AWS just shipped AgentCore Harness in public preview. It solves the infrastructure problem every team building AI agents has been re-solving from scratch (compute, memory, tool connectivity, observability), and it solves it well. You declare a config; you get a running agent.
It does not solve governance. That's a separate layer, and it's the layer where most agent failures actually happen.
What AgentCore Harness is
Every AI agent runs an orchestration loop: call the model, pick a tool, pass results back, manage context, handle failures. That loop needs infrastructure under it: compute, sandboxing, secure tool connections, persistent storage, identity, observability. That stack is the "harness." Until AgentCore, every team built it from scratch.
AgentCore Harness replaces that build with a configuration. You declare what your agent does (model, tools, instructions), and AWS handles the rest.

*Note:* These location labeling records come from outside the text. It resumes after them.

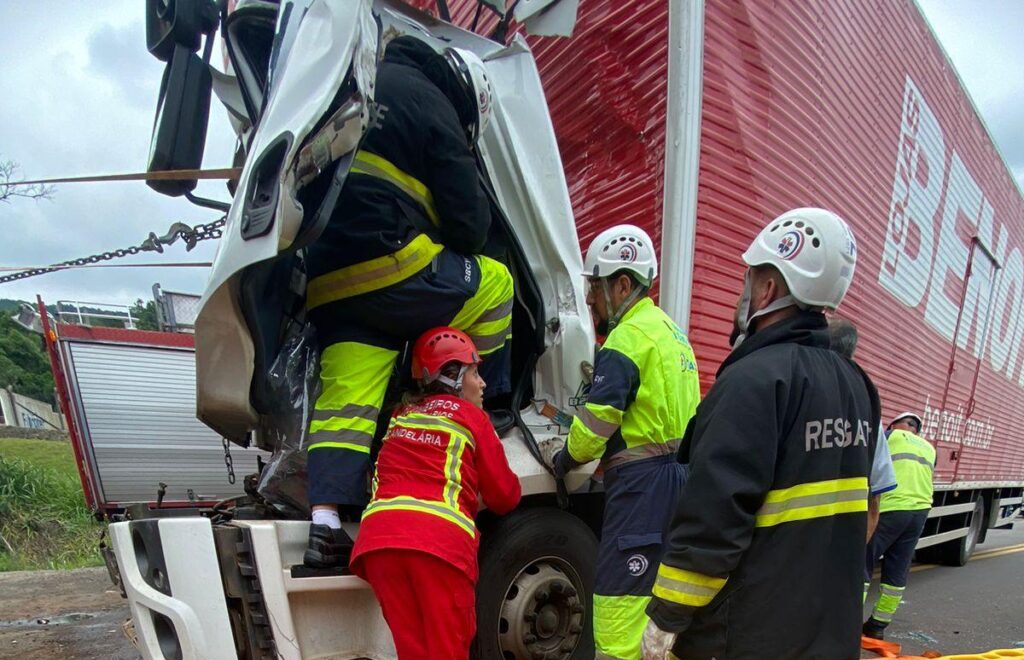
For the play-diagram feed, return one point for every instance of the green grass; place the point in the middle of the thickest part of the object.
(41, 453)
(44, 522)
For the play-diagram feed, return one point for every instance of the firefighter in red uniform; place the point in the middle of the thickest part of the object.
(417, 543)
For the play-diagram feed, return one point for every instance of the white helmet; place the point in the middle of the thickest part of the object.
(624, 247)
(473, 75)
(908, 415)
(814, 251)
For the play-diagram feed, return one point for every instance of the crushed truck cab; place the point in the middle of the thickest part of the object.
(230, 584)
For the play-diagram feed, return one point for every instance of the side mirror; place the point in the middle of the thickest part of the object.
(179, 128)
(177, 23)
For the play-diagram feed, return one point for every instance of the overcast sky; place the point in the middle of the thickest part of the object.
(80, 92)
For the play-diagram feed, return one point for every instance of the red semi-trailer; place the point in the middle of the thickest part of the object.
(849, 105)
(697, 121)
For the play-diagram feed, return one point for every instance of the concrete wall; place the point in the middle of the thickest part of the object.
(19, 410)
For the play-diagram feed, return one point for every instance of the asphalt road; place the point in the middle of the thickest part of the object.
(973, 609)
(970, 609)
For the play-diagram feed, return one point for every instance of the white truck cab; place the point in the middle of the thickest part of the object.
(226, 584)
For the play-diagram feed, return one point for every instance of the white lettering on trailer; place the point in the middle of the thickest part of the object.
(925, 264)
(954, 427)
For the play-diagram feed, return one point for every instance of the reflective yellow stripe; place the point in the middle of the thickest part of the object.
(640, 452)
(619, 625)
(817, 499)
(339, 424)
(486, 316)
(420, 421)
(586, 442)
(439, 509)
(339, 445)
(686, 587)
(375, 166)
(373, 274)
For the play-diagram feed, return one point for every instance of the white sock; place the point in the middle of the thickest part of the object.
(327, 517)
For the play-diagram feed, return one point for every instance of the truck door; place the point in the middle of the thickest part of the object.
(973, 325)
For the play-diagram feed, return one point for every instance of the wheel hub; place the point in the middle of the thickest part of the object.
(543, 614)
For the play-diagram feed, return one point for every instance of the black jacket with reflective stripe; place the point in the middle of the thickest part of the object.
(417, 129)
(766, 548)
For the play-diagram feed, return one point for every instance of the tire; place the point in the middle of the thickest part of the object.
(534, 596)
(958, 552)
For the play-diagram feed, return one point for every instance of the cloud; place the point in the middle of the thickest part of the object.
(118, 55)
(983, 42)
(82, 98)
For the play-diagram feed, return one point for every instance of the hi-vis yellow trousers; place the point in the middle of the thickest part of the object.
(361, 333)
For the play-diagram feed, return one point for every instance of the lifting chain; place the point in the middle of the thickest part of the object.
(190, 235)
(227, 462)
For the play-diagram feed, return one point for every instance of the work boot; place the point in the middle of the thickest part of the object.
(873, 628)
(328, 547)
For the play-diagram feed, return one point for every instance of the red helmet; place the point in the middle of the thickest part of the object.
(437, 347)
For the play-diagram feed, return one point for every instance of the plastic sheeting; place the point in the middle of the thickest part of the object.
(294, 380)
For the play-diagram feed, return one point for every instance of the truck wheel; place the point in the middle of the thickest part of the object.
(957, 553)
(534, 596)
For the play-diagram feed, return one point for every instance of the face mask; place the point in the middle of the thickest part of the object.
(741, 324)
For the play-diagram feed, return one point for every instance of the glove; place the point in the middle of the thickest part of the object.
(550, 449)
(656, 644)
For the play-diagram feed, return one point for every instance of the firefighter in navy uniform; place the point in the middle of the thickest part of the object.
(399, 255)
(645, 389)
(764, 553)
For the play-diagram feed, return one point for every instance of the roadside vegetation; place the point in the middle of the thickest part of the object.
(44, 522)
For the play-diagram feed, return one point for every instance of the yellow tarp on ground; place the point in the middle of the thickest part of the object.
(892, 650)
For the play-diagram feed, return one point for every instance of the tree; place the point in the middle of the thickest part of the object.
(25, 366)
(10, 187)
(144, 314)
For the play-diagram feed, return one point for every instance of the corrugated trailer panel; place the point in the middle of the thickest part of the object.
(606, 89)
(853, 106)
(138, 405)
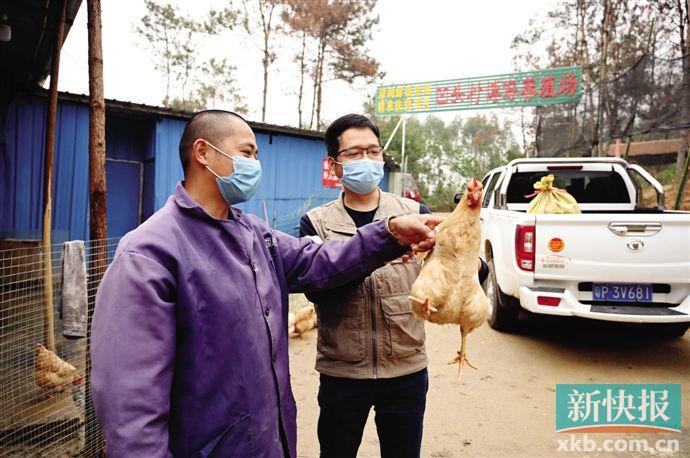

Available in: US West (Oregon), US East (N. Virginia), Asia Pacific (Sydney), Europe (Frankfurt).
Pricing: No separate harness charge. You pay for the underlying AgentCore capabilities you use.
Powered by: Strands Agents, AWS's open-source agent framework.
What you get
- Isolated compute. Every session in its own microVM, with its own filesystem and shell. Run shell commands directly on the session (no model reasoning, no token cost) for setup, scripts, or debugging.
- Stateful by default. Persistent short-term and long-term memory across sessions. Persistent filesystem. Sessions resume where they left off.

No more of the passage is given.